- Directed by: Frank Richardson
- Written by: Ernest Denny (play); Frank Richardson;
- Produced by: Edward G. Whiting
- Starring: Nina Boucicault; James Carew; Valerie Hobson;
- Production company: British Sound Film Productions
- Distributed by: Universal Pictures
- Release date: March 1935;
- Running time: 58 minutes
- Country: United Kingdom
- Language: English

= Oh, What a Night (1935 film) =

Oh, What a Night is a 1935 British comedy film directed by Frank Richardson and starring Nina Boucicault, James Carew and Valerie Hobson. It was written by Richardson based on the play by Ernest Denny, and was a quota quickie made at Wembley Studios.

== Preservation status ==
The British Film Institute National Archive holds no stills or ephemera, and no film or video materials.

==Plot==
Marmaduke Gregory vanishes just as his wealthy sheep-farmer father arrives from Australia to offer him a job. To save the day, Mrs. Gregory's two daughters bring a young man suffering from amnesia into the house, planning to pass him off as Marmaduke, since the father has not seen his son in fifteen years. For a while, the deception works, but complications arise when the real Marmaduke returns from a secret honeymoon. Fortunately, despite the confusion, everything ultimately works out for the best.

==Cast==
- Nina Boucicault as Althea Gregory
- James Carew as Mortimer B. Gregory
- Valerie Hobson as Susan
- Kathleen Kelly as Miss Wyley
- Molly Lamont as Pat
- Stanella Perry
- Ernest Stidwell as Dawson
- Roland Culver

== Reception ==
Kine Weekly wrote: "Here is just another quota quickie, a feeble comedy with gags and situations clumsily borrowed from old fashioned farce and the music-hall. The plot has little or no point, the treatment as indefinite, and the acting indifferent. It is hopelessly and irreparably deficient in entertainment."
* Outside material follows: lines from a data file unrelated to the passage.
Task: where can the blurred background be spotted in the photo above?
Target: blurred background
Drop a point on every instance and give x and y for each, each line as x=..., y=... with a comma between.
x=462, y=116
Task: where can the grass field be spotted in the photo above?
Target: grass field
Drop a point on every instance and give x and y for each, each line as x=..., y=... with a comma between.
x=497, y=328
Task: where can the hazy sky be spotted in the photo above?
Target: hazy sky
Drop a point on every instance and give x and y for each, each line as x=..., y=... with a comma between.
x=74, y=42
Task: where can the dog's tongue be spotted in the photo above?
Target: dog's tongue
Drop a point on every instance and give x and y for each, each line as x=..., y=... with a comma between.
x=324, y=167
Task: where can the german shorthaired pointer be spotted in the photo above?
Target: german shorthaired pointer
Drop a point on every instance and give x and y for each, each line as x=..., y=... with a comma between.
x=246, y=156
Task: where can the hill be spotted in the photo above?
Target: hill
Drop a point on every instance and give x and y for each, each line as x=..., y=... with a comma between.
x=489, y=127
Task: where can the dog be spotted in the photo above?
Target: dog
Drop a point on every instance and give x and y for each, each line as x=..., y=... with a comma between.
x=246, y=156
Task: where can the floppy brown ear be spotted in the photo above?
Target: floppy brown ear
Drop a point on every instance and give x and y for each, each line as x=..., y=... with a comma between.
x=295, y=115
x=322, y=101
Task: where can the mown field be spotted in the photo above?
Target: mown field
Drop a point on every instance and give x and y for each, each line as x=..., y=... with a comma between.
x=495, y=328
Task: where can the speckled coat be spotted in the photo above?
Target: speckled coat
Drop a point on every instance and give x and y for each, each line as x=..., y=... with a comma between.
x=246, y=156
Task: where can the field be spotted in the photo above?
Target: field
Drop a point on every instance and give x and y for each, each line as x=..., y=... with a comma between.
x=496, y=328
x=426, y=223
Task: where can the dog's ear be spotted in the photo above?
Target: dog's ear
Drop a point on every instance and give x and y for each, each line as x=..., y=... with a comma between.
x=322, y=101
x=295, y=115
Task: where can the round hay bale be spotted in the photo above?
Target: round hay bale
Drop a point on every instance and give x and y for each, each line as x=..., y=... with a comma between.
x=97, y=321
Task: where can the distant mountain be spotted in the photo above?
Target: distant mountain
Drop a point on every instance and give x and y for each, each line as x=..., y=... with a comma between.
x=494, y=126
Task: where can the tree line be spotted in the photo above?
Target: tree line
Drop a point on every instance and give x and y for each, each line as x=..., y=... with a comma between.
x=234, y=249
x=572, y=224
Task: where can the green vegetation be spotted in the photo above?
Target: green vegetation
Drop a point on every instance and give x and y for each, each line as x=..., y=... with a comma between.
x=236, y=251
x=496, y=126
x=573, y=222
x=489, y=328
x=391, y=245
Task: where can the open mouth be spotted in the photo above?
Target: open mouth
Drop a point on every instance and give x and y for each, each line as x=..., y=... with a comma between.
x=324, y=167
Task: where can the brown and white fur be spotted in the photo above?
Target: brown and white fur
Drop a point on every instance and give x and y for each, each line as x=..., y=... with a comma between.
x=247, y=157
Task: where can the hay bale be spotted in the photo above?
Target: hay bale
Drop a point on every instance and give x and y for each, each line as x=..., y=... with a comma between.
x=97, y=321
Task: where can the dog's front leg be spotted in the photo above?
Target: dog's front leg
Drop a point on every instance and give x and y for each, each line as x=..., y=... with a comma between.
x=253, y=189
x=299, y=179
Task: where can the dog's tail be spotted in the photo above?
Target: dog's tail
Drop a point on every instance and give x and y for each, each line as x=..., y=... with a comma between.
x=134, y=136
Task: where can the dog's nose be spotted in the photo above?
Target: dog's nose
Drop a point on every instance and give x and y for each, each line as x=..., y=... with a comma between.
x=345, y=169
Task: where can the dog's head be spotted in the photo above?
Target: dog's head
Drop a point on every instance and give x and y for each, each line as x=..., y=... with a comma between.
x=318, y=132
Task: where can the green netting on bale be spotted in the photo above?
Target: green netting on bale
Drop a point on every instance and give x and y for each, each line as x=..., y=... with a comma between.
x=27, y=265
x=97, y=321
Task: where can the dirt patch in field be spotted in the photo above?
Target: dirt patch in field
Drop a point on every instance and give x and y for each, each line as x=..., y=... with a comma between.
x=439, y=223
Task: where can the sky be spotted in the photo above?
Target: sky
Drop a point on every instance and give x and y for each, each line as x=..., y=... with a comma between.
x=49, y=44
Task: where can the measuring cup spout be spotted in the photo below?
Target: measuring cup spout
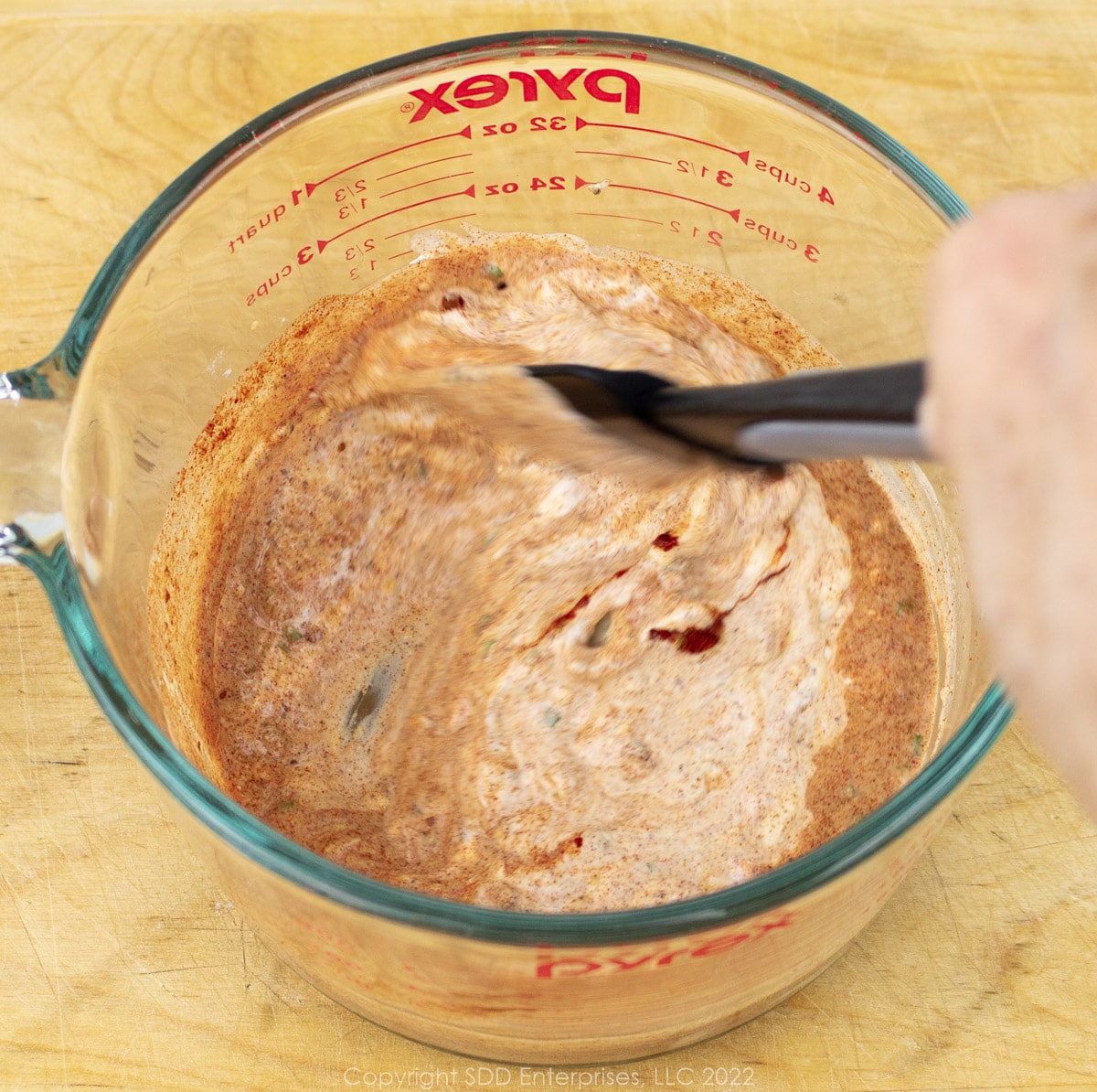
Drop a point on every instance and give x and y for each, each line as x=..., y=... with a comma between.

The Daily Film Renter wrote: "The plot structure in this effort is a trifle on the flimsy side, most of the humour being derived from 'wrong bedroom' business and the misunderstandings consequent upon the masquerade. ... Settings and technical details are adequate."

Picturegoer wrote: "Old-fashioned farce with slapstick interludes clumsily developed and containing little real humour in its threadbare situations."